L'aspect rural et en particulier les prairies fleuries ont parfois désarçonné. « “Quand amenez-vous les moutons ?”, demandaient les plus déçus, se souvient Édith de Pange. Le tiers des visiteurs avait ce genre de réaction, surtout les hommes. Les femmes trouvaient, pour leur part, que le jardin n'était pas fleuri. » Il est vrai qu'au moment de l'inauguration, en 2003, les semis de prairies fleuries étaient encore peu nombreux dans les espaces extensifs des collectivités, quasiment absents des centres-villes et inimaginables dans les jardins de particuliers. Les choses ont bien changé depuis ! « Nous n'avons plus de réflexion de ce genre aujourd'hui », note ainsi la maîtresse des lieux.

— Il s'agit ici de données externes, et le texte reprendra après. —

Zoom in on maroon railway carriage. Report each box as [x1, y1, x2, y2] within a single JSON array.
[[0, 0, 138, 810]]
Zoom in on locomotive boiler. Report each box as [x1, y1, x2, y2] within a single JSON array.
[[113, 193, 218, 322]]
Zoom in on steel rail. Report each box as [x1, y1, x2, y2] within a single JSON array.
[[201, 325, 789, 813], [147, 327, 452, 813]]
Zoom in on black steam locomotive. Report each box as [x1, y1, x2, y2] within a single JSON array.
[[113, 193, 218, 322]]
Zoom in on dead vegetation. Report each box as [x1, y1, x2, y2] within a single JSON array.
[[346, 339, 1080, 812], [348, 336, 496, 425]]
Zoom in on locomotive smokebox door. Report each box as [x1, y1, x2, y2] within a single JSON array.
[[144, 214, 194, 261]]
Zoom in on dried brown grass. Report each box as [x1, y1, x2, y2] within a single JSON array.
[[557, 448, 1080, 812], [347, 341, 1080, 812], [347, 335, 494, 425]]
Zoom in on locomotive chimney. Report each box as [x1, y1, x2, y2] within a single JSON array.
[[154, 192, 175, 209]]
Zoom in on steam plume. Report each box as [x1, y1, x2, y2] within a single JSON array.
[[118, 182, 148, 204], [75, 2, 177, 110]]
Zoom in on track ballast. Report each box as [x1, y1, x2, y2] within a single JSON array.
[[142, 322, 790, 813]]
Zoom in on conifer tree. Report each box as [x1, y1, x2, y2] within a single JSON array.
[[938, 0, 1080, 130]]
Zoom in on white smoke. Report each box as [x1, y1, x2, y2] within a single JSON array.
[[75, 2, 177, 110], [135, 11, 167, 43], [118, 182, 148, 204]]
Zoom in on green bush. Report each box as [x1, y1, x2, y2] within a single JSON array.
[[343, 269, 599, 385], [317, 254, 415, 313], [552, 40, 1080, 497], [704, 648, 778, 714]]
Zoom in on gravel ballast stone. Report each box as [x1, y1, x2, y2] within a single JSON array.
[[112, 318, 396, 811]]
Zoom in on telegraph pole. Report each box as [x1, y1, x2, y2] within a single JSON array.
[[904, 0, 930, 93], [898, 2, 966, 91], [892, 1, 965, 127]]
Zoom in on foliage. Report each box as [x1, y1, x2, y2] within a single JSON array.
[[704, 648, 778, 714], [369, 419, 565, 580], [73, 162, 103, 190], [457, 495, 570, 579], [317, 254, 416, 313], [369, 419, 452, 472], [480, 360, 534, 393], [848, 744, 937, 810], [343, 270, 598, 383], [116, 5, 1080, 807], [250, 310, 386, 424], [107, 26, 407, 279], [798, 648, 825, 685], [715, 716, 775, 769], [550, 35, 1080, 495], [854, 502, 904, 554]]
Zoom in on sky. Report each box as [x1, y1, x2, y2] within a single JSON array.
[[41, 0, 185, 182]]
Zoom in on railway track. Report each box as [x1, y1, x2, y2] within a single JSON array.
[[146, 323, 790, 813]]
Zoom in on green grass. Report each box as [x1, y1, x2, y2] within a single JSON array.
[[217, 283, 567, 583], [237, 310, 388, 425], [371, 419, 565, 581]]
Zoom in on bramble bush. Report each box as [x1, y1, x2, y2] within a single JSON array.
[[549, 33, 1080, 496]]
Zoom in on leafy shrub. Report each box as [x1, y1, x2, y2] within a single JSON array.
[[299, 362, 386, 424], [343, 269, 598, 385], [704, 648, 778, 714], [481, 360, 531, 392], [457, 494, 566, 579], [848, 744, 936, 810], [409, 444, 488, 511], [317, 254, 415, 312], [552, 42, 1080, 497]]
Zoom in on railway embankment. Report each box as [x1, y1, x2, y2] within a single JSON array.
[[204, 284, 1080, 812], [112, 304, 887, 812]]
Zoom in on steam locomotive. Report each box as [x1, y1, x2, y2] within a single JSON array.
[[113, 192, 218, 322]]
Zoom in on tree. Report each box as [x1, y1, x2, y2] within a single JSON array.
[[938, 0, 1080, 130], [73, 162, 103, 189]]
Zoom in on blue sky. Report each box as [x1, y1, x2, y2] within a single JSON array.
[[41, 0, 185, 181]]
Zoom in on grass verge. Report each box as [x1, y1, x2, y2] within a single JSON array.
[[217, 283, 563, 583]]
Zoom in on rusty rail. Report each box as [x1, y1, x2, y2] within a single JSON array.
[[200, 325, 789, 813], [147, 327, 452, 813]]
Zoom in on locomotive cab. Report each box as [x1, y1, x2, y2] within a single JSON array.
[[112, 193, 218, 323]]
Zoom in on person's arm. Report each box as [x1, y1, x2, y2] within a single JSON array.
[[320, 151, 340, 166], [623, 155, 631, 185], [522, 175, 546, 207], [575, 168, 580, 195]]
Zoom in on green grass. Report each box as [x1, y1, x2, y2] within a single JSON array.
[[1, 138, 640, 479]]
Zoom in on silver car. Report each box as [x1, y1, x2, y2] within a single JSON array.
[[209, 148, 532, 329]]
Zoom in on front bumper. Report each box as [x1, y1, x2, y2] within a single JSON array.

Des mélanges courts, des semis aérés

Ces semis extensifs, qui occupent une large place dans le parc, ont, d'un point de vue technique, donné bien du fil à retordre aux propriétaires. « En 2003, l'année de la canicule, les levées de graines ont été limitées, explique Édith de Pange. Nous avons lutté contre les chardons, mais nous avons été obligés de modifier nos pratiques. Sur une partie, nous avons laissé pousser les fleurs et graminées qui voulaient s'installer. Nous fauchons deux fois par an, ce sont des zones de foin. D'autres secteurs ont évolué, conservent leur état horticole d'origine, mais se font un peu envahir par la luzerne et les chardons, que nous ne cessons d'arracher. Il y a aussi des espaces où les fleurs ont été très présentes la première année, puis remplacées par des marguerites. C'est très beau pendant un mois, mais quand les fleurs fanent, elles forment un tapis noir pas très heureux... Les prairies fleuries sont faites pour de grands espaces. Elles ne conviennent pas aux petits jardins où les plantes sont approchées de très près. » Quatre-vingt dix pour cent des visiteurs sont néanmoins séduits, prouvant que le regard du public sur les aménagements paysagers a changé. « Peut-être n'aurons-nous bientôt plus de fleurs semées ? remarque Édith de Pange. Il suffit de travailler la terre chaque année pour que les coquelicots abondent. Après certains semis d'annuelles, nous avons, l'année suivante, un tapis de vipérine, qui n'est pas forcément voulu, mais qui est très beau... »

Les techniques de semis utilisées influent aussi sur le résultat. « Au début, Louis Benech voulait des fleurs hautes. Les semis se couchaient au vent parce que nous semions trop dense. Aujourd'hui, nous choisissons des mélanges plus courts et nous semons ou resemons moins dense. » Le jardin de Pange n'est pas uniquement constitué de prairies fleuries, mais, on l'aura compris, ce sont elles qui donnent l'esprit du lieu et, surtout, qui mobilisent le plus d'énergie !

Pascal Fayolle

(*) Voir le Lien horticole n° 763 du 24 août 2011, page 11.

Gestion. « Au début, les visiteurs déçus me demandaient quand nous installerions les moutons », souligne Édith de Pange.

Fréquentation. Pange accueille environ 8 000 visiteurs par an, venant surtout de la région. Il est intégré dans le réseau des « Jardins sans limites ».

Conception. Le paysagiste Louis Benech a largement tiré parti du contexte agricole du site. Il a aussi mis en valeur les berges de la rivière locale.